元夫の家は旧家だったので、私は結婚と同時に仕事を辞めました。
まあ、そこにはいろいろな葛藤や衝突があったのですが、とにかく、家に入って夫やその家族に尽くし、丈夫で賢い孫をたくさん産むという新たな任務を得たわけです。
最初は燃えました!
特に燃えたのがお料理!何とかして「素晴らしいお嫁さん」と言われたくて必死になって頑張りました。
婚家の方々に気に入っていただきたくて、それはもう自分を忘れて滅私奉公したものです。
でも、あるとき私は気がつきました。
嫁って何をしても気に入らないものなんだ!
それがはっきりわかったのは、義母や自分の姉に電話で義兄の悪口を言っているのを聞いた時なんです。
義母は義兄に会うと、もちろん丁寧な言葉で接しますし、いつも笑顔です。
でも、義兄がいないところで、義兄のことを信じられないような意地悪な言葉で罵りました。
義兄は家族に恵まれなかった人なので、義母や義父をとても大事にしていたのですが、そのやり方や言葉の選び方を槍玉に挙げて
「やっぱりちゃんとした家で育たないとだめなのよねえ」と嬉しそうに話しているのです。

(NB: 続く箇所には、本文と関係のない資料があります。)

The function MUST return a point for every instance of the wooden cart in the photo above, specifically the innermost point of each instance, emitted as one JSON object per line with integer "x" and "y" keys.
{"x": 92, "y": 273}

その瞬間、私のした事もきっとこう言われている!と気づきました。
結局どんなに心を込めてやろうと、義母が気に入らない限りはすべて✖️。
そもそも自分の家のよりも格下の人間と結婚させているのですから何しても存在自体が気に入らないわけで、それってつまりは「うちは家柄がいい」というプライドの表れなんですよねー。
義母にはまったく悪気がなく、大事に育てた娘や息子がこんな婿や嫁しか貰えないなんて自分はなんて不幸なんだろうと本気で思っており、それを親族に話すことで鬱憤を晴らしているだけなのでした。
その時から私は滅私奉公を止めました。
もちろん家族を幸せにするための努力は止めませんでしたが、「「いい嫁」って言われなくても構わない、何がいいかは私が決める!」と意識が大きく変化したんです。
そして、悪口を言われても、義母のストレス解消に役立ってるからこれは1つのボランティアだもんね、と気にしないようにしました。
前は悪口を言われないようただただ必死になっていたのに…
この経験のおかげで、私は人の目をあまり気にしなくなりました。
離婚のことも別に恥ずかしくもなんともなく、もし噂にされてもみなさんの茶飲み話の種を提供してあげたと思うようになりました。
人の目を気にして、いい人やいい嫁やいい娘やいい妻になろうとするのは一見素晴らしいように見えますが、それって本当に自分が望んだ姿なの?と今の私は思います。
いい、悪いは自分が決めるんです。
世の中の常識って、結局国をまとめるために都合の良い状態を作っているだけで、個々人の幸せなんてこれっぽっちも考えていないと思いませんか?
今、みんなから「いいお嫁さんだね」とか、「あの人は本当にいい人だよね」って言われている人は、一度考えてみて欲しいんです。
それ、本当に正しいと思ってやってますか?
それ、本当にあなたがやりたいことですか?
それ、本当にあなたを含めたみんなを幸せにしてますか?
あなたが犠牲になって成り立つ幸せなんて本当の幸せではないんです。
それは偽物の幸せ。
あなたを含めたみんなが幸せにならないと意味が無いんですよ。